Al oír los cascos de la montura, agarré a mi acompañante del brazo y la hice agacharse entre los magueyes hasta que discerní que el sonido se alejaba.

—Huye, el muy cobarde —murmuró Zeltzin con desprecio—. ¡Tanto hablar de misericordia y compasión!

—Precisamente su manera de ver la compasión le ha llevado a hacer lo que ha hecho —aseveré mientras reprendíamos el camino—. ¿Cómo ha pasado?

—No sé muy bien. Mi padre volvió eufórico, tomó el acocochtli y se vino a recolectar el aguamiel.

—¿Para qué? Tardaremos en hacer la siguiente ceremonia; el pulque se estropeará.

—Él ya tiene edad para beber cuatro copas, y hay algún otro en la aldea que también. Pero no sé por qué lo hizo, de veras que no lo sé, mi señora.

Le acaricié la espalda para serenarla mientras atravesábamos las tierras comunales. Ambas sabíamos que había quienes fabricaban pulque a escondidas para venderlo a quienes bebían de más desde la llegada de los castellanos. El mismo Itzmin sólo se mantenía sobrio cuando Zolin estaba en palacio, pero durante sus ausencias, no veía motivo para guardar las antiguas costumbres que reprobaban la embriaguez, y yo no podía llevarlo al templo, pues borracho, se le iba la lengua.

Entramos a la pequeña aldea y Zeltzin me condujo hasta la choza de su padre. Su hermano permanecía sentado frente al hogar, con la mirada perdida entre las llamas, aparentemente indiferente al murmullo de los llantos de su madre, que, rota, acariciaba el cabello de su marido. Me acerqué al viejo Chimalli. Tendido boca abajo, tenía la espalda impregnada de sangre. A su lado había un cuenco de agua limpia y paños. Tomé uno y lo humedecí.

—Tranquila, vamos a limpiarle, ¿de acuerdo? —le dije a su esposa. Y añadí—: Zeltzin, trae pencas de maguey y sácales la piel que las cubre. Necesitamos bastantes, para ponerlas sobre toda la espalda.

La joven salió corriendo de la choza. Los sollozos de su madre cesaron, y entonces reaccionó. Tomó un paño y me ayudó en mi tarea.

—Tendréis que ir cambiándolas, pero ayudarán a cicatrizar las heridas —le expliqué—. Luego haré venir a Yaretzi con hierbas para que le alivien el dolor.

—Gracias, mi señora, gracias —respondió ella esperanzada.

—¡Gracias! —bramó su hijo mientras se ponía en pie—. ¿Gracias?

—Chimalli, sé respetuoso. ¡Es la esposa del tlatoani! Nuestra señora.

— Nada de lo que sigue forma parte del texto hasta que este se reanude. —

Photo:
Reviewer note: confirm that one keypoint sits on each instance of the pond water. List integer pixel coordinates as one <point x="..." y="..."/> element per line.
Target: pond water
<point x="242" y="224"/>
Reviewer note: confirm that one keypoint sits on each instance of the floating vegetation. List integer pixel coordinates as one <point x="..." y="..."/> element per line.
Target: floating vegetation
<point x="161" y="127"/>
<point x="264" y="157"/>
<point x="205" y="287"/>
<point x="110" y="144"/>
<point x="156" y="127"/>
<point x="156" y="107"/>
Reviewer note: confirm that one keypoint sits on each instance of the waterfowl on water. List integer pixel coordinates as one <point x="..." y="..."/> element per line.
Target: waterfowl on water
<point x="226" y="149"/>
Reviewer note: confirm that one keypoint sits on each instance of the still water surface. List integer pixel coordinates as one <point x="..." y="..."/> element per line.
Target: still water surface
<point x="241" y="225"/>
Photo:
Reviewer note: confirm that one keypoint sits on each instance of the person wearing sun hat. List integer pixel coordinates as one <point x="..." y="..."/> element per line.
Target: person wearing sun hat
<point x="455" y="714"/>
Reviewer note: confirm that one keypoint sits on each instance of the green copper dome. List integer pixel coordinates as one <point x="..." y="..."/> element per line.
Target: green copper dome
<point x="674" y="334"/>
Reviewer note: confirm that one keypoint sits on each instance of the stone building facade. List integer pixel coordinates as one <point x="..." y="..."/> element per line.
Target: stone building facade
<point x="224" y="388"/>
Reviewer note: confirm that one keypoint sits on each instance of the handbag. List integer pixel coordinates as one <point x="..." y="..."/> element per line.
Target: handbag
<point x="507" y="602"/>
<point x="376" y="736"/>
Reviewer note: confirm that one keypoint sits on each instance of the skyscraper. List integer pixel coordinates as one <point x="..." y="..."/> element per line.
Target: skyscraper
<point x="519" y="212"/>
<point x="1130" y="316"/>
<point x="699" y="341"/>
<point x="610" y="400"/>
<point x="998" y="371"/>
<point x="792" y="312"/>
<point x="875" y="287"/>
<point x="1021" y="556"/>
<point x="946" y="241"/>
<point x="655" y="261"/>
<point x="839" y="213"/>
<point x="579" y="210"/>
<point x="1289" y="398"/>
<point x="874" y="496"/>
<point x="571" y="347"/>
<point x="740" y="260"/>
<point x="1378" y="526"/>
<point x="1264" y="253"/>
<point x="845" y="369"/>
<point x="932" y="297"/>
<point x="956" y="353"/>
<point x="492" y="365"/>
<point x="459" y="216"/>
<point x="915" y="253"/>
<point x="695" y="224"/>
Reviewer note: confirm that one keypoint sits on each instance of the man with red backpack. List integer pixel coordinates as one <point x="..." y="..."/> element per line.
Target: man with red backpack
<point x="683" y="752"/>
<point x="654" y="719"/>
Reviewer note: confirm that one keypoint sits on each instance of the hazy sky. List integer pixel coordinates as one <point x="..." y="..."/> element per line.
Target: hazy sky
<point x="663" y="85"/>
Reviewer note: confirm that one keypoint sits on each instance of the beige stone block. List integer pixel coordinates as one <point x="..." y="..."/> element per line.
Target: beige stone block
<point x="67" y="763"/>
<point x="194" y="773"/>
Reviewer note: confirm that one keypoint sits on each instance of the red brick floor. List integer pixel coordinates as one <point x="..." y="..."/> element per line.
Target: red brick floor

—Tlatoani, ¡qué risa! —exclamó el joven paseando airado por la habitación—. Fray Rodrigo es el que manda. Y perdió el control. Lo aporreó ahí en medio, como a un perro. ¿Dónde estaba el tlatoani? ¿Qué hace en Tenochtitlán que no puede venir a defender a su pueblo de esos extranjeros?

«Frenarlos», pensé. Pero no podía contestar eso, pues mis manos manchadas de la sangre del anciano hicieron que mis pensamientos me parecieran ridículos. Sacudí la cabeza y me volví hacia el joven.

—Qué hace tu padre con el aguamiel que recolecta, ¿eh? Me temo que haya sido Mayahuel la que usara al fraile para castigarle. La ceremonia había acabado y hasta la siguiente luna no necesitamos pulque.

El joven apretó los labios y humilló la cabeza. Yo me desprecié por usar a la diosa y continué limpiando al herido.

—Rogémosle a ella —dije. Y en un murmullo que brotó de mis labios con poco convencimiento, añadí—: Es su ayuda la que necesita, no la de mi esposo.